Preparing a normal or time lapse video of a crystallization process under the microscope is not easy. Focusing problems, formation of too big crystals and getting the interesting part right under the objective, often gives you a headache.

With the technique described below, most of these headaches can be overcome:

  • Prepare a saturated solution of some chemical in water or another solvent.
  • Use a slide with some print on it (e.g. the manufacturers name) in order to set focus already before crystallization starts.
  • Apply an ultra-thin (‘nano’) layer of clear liquid soap (or another surfactant) on the slide, by wiping it almost off with your finger.
  • Bring a droplet of saturated solution on the slide. It will spread evenly in a very thin layer over a relative big surface, because of the surfactant applied.
  • Do not put a cover glass on top of it, it will disturb crystallization. This is also not needed for 2X, 4X or 10X objectives.
  • Put the slide under the microscope and use the manufacturer’s print to focus.
  • Just wait, crystallization will start after a relative short while and it will proceed fast because of the thin liquid layer.
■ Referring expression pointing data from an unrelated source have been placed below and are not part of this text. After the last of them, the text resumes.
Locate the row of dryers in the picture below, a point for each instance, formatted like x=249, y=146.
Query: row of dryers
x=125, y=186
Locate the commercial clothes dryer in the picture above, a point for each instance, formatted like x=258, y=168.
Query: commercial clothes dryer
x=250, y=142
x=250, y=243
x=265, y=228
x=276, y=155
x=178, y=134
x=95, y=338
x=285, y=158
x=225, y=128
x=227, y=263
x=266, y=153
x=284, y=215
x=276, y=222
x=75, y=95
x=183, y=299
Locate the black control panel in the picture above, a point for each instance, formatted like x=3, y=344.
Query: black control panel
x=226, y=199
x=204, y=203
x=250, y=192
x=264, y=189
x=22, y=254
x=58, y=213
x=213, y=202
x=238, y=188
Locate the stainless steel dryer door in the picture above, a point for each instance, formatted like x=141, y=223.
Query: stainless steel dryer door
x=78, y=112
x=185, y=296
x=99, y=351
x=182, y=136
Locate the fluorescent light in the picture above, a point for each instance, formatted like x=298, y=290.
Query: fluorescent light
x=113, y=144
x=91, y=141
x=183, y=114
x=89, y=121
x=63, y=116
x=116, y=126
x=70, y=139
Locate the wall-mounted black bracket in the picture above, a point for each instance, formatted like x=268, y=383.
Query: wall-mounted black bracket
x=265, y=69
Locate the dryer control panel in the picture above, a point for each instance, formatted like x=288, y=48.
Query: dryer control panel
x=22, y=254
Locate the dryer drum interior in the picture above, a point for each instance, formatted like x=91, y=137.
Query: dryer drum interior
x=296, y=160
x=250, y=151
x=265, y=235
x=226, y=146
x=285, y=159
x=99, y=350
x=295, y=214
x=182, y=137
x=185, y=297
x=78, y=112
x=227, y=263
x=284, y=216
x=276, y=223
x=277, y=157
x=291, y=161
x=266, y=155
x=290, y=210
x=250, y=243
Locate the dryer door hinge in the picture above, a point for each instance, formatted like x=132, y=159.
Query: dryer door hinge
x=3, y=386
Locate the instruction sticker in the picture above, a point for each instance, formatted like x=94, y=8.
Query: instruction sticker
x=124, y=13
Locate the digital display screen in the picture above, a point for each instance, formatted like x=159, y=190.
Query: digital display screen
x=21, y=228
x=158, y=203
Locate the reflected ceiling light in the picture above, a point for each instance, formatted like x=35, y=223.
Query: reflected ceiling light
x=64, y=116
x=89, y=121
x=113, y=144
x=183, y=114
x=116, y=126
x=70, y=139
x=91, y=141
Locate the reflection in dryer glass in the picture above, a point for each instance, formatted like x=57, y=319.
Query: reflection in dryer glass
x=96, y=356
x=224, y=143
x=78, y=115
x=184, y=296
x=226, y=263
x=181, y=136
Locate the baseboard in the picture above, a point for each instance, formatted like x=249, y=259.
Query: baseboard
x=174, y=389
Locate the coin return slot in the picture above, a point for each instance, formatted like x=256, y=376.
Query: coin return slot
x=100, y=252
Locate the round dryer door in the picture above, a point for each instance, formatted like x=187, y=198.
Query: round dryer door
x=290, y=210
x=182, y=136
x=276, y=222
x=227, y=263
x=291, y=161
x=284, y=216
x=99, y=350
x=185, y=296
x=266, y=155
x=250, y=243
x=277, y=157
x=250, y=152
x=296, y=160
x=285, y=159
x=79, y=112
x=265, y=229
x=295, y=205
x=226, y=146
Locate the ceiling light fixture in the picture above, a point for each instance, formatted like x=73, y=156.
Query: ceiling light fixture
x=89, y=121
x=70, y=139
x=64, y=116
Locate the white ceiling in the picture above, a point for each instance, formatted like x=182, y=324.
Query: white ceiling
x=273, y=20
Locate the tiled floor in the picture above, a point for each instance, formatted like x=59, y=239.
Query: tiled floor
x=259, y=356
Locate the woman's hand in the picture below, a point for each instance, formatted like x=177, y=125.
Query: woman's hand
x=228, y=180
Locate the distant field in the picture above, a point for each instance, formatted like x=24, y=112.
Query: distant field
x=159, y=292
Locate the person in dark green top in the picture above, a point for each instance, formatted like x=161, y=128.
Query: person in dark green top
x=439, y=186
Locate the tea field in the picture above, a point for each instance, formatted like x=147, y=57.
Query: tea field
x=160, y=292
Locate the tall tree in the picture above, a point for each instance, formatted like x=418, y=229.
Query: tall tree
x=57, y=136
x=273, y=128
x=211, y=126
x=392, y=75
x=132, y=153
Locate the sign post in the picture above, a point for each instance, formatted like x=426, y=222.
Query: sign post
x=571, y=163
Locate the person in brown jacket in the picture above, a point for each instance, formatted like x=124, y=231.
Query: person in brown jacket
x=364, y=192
  • The result will be a thin layer of crystals suitable to bring it almost entirely into depth focus.
  • Then take still images using polarized light and a lambda filter if desired, in order to pre-adjust the camera for color, sharpness etc.
  • Now the real work starts: prepare the sample as explained above and keep the camera stand by. Not necessarily for time lapse but for video because crystallization will start soon and will take place over a period of minutes.
  • When crystallization is proceeding, search in the sample for nice effects.
  • Cut and paste the best scenes with a video editing program like it was done in the ‘Painting with crystals’ video.